L'équipage a également partagé ses impressions face à la vue de leur planète natale disparaissant à mesure qu'ils s'enfonçaient dans l'espace. « Quand vous regardez votre écran et que vous voyez 212 000 miles, et que la distance augmente... votre conscience est intensifiée tout le temps », a déclaré Wiseman. « Je me regardais également — réfléchissant chaque jour — à la recherche de signes d'agitation, de stress, d'anxiété ou de tension. »
« Un jour, nous étions dans la trousse médicale, et nous avons trouvé des médicaments pour le stress et l'anxiété. Nous étions comme, eh bien, je ne peux même pas imaginer prendre ça », a déclaré Wiseman. Mais, a souligné Glover, les défis de santé mentale étaient une partie indélébile de l'expérience. « C'est tellement important », a-t-il dit. « Nous avons une équipe de psychologues et de psychiatres opérationnels qui nous aident à nous préparer à accomplir des choses comme celle-ci, et nous ne l'avons donc pas fait seuls. »
Glover, Koch, Hansen et Wiseman ont capturé des images saisissantes de la Lune lors de leur survol de sept heures de la surface lunaire, qui a eu lieu le sixième jour de leur mission. Déjà en train de captiver la culture populaire, leur voyage et leur aperçu sans précédent du côté caché de la Lune ont été tout aussi captivants pour le public que précieux pour la science, selon la NASA.
Après des années d'entraînement collectif et plus d'une semaine passée dans l'espace, les astronautes décrivent leur relation comme étant plus que celle de simples coéquipiers. Ils sont devenus frères et sœurs, unis à jamais par les épreuves et les triomphes de leur aventure — qui a inclus la vie dans des espaces restreints à bord de leur vaisseau spatial Orion de 5 mètres de large, la gestion d'une toilette cassée, et l'expérience de ce que c'est de regarder la Terre depuis les confins solitaires d'un vaisseau spatial dépourvu de communications radio à plus de 400 000 kilomètres de distance.
« C'est la proximité que quatre humains peuvent avoir sans être une famille », a déclaré Wiseman lors des remarques d'ouverture. Koch a plaisanté en disant que lorsque le quatuor est revenu sur Terre, se blottissant dans des lits à bord du navire de récupération naval la nuit de leur retour, l'équipage s'est senti inconfortablement distant. « Nous étions à environ huit pieds de distance dans les lits, et cela semblait beaucoup trop loin. »

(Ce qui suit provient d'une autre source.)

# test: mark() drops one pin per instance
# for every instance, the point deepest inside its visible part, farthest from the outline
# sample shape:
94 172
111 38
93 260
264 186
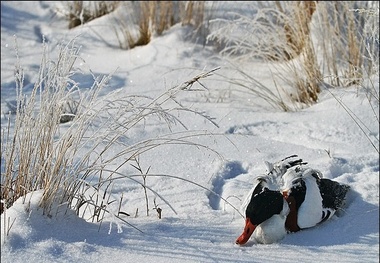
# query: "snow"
196 226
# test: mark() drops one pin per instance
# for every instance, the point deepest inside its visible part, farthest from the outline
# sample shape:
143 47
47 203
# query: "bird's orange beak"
247 233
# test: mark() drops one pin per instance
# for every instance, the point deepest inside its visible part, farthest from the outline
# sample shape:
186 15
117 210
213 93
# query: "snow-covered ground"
196 226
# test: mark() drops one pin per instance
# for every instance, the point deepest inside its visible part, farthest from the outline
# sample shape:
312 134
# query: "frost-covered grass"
127 155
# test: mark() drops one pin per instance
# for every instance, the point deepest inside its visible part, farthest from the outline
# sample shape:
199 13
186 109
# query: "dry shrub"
81 12
149 18
307 43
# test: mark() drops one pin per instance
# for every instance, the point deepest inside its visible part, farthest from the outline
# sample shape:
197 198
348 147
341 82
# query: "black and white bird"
289 198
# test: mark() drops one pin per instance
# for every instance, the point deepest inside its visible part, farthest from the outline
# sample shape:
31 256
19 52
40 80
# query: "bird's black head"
264 205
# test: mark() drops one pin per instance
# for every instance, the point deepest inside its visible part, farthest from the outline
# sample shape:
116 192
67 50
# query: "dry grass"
75 165
289 38
81 12
153 18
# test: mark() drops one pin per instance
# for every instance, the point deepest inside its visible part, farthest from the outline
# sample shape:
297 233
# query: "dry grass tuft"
75 165
81 12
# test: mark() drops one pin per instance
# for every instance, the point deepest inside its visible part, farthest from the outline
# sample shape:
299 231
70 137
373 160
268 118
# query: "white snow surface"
204 227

Les astronautes ont déclaré qu'ils sont occupés depuis leur retour et ont besoin de plus de temps pour pleinement apprécier l'impact de leur mission sur eux-mêmes et sur le monde. Mais chacun d'eux a affirmé qu'ils étaient motivés et prêts à continuer d'avancer dans l'exploration spatiale humaine. Wiseman a précisé que si l'équipage d'Artemis II avait emporté un module lunaire lors de la mission, « au moins trois » membres de l'équipage auraient été pressés de l'utiliser pour descendre à la surface lunaire. Hansen a également réfléchi aux futures entreprises de la NASA, notant que si l'agence spatiale et ses partenaires internationaux visent à construire une base sur la Lune, permettant aux astronautes d'y vivre et d'y travailler de manière permanente, il est essentiel qu'ils acceptent le danger. « Nous devons être prêts à accepter un peu plus de risques que ce que nous étions prêts à accepter dans le passé », a déclaré Hansen.